DeploymentServicedeployment_idSerializes desired state changes with nonce-based last-writer-wins.
RoutingServiceproject_idAtomic reassignment of frontline routes to a deployment.
CustomDomainServicedomainDomain ownership verification and post-verify actions.
CertificateServicedomainCertificate issuance and renewal with ACME and Vault.
ClickhouseUserServiceworkspace_idClickHouse user provisioning and quota updates when enabled.
SentinelServicesentinel_idDeploys a single sentinel: updates config, suspends on an awakeable until Krane reports healthy, marks failed on timeout.
SentinelRolloutServicesingletonFleet-wide progressive rollout of sentinel images using percentage waves, with pause-on-failure and RollbackAll.
CronServicevaries per handlerUnified entry point for all scheduled tasks (quota check, key refill, key last-used sync, audit log export, audit log outbox cleanup, ratelimit global counters cleanup).

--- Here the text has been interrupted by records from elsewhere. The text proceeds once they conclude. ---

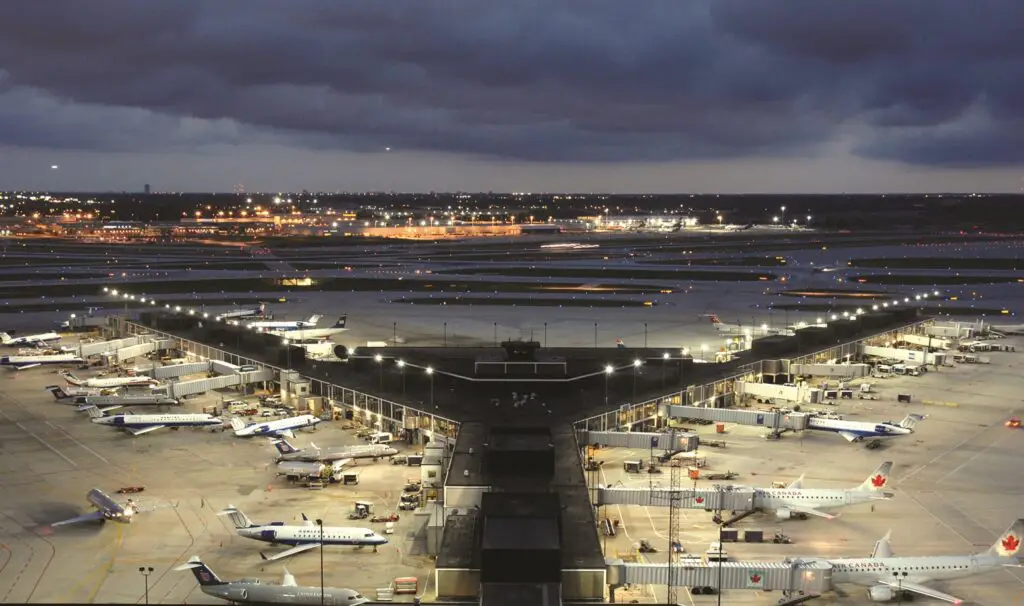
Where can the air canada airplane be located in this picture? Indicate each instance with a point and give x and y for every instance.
(41, 339)
(317, 455)
(856, 431)
(886, 575)
(795, 501)
(267, 327)
(109, 382)
(279, 428)
(302, 537)
(252, 591)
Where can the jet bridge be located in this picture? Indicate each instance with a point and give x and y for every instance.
(811, 577)
(183, 388)
(735, 499)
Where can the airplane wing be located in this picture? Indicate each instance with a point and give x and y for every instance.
(95, 516)
(290, 552)
(145, 429)
(810, 511)
(921, 590)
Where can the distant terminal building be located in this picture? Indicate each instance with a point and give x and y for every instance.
(665, 222)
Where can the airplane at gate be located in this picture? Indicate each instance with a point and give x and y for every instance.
(281, 427)
(302, 537)
(328, 455)
(797, 502)
(855, 431)
(140, 424)
(252, 591)
(41, 339)
(109, 382)
(886, 575)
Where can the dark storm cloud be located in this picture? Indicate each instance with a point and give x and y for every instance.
(920, 81)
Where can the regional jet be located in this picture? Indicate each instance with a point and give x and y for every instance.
(266, 327)
(311, 334)
(856, 431)
(107, 509)
(317, 455)
(797, 502)
(109, 382)
(41, 339)
(140, 424)
(251, 591)
(303, 537)
(278, 428)
(242, 312)
(23, 362)
(887, 575)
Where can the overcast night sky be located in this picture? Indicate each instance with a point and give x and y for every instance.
(696, 96)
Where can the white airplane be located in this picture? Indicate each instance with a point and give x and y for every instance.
(107, 509)
(316, 455)
(109, 382)
(41, 339)
(266, 327)
(251, 591)
(797, 502)
(23, 362)
(278, 428)
(855, 431)
(303, 537)
(312, 334)
(886, 575)
(140, 424)
(242, 312)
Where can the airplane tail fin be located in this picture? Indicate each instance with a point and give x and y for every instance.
(204, 575)
(879, 478)
(910, 421)
(285, 447)
(1009, 544)
(240, 519)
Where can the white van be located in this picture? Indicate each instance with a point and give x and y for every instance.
(381, 437)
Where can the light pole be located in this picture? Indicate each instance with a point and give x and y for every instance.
(145, 571)
(430, 373)
(380, 369)
(636, 371)
(608, 370)
(320, 523)
(665, 362)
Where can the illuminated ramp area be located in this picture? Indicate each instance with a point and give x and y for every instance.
(809, 577)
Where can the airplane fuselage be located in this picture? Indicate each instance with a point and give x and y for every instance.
(866, 571)
(293, 535)
(257, 593)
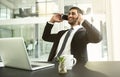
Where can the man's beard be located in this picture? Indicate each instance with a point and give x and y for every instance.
(73, 22)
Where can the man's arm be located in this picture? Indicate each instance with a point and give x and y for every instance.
(47, 36)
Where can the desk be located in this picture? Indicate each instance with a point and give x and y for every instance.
(90, 69)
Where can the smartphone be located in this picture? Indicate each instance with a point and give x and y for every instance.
(64, 17)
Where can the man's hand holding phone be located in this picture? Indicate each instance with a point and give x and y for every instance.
(57, 17)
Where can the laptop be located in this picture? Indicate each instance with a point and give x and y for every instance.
(14, 54)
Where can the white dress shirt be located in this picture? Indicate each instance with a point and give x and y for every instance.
(68, 43)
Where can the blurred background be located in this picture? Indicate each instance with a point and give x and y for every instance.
(27, 19)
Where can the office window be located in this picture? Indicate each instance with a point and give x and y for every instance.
(32, 32)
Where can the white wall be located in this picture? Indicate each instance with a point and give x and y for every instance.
(115, 14)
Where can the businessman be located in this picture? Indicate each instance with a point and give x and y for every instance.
(82, 33)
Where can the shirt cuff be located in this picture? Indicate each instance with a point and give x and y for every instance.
(50, 23)
(81, 22)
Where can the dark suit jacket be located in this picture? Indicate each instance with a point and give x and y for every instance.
(85, 35)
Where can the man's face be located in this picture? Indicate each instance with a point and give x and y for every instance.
(72, 17)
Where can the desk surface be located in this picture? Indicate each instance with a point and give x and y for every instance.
(90, 69)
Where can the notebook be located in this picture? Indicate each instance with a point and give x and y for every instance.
(14, 54)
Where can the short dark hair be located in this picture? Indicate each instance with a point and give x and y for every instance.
(78, 10)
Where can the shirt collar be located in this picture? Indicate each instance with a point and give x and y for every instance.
(77, 27)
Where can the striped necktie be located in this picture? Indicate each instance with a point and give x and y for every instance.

Per-handler VO keys: billing period, date, or a fixed per-task slug.
KeyLastUsedPartitionServicepartition_indexPer-partition fan-out target for CronService.RunKeyLastUsedSync.

System responsibilities

The worker centralizes orchestration for operations that touch multiple systems or must span minutes:
  • Deployment orchestration across regions, including builds, rollout, and routing updates.
  • Domain ownership verification, certificate issuance, and renewal.
  • Background maintenance, such as key refills and quota checks.
  • Optional ClickHouse user provisioning for analytics access.

Durability model

The worker relies on Restate to make workflows durable and idempotent. Each workflow step is journaled so Restate can replay completed steps and resume from the last successful checkpoint.
  • Durable steps isolate side effects and provide exactly-once semantics.
  • Virtual object keys serialize conflicting operations per domain, project, deployment, workspace, or region.
  • Long-running operations use Restate retries and durable sleep for external rate limits.
  • Background jobs persist progress in Restate state for safe resumption.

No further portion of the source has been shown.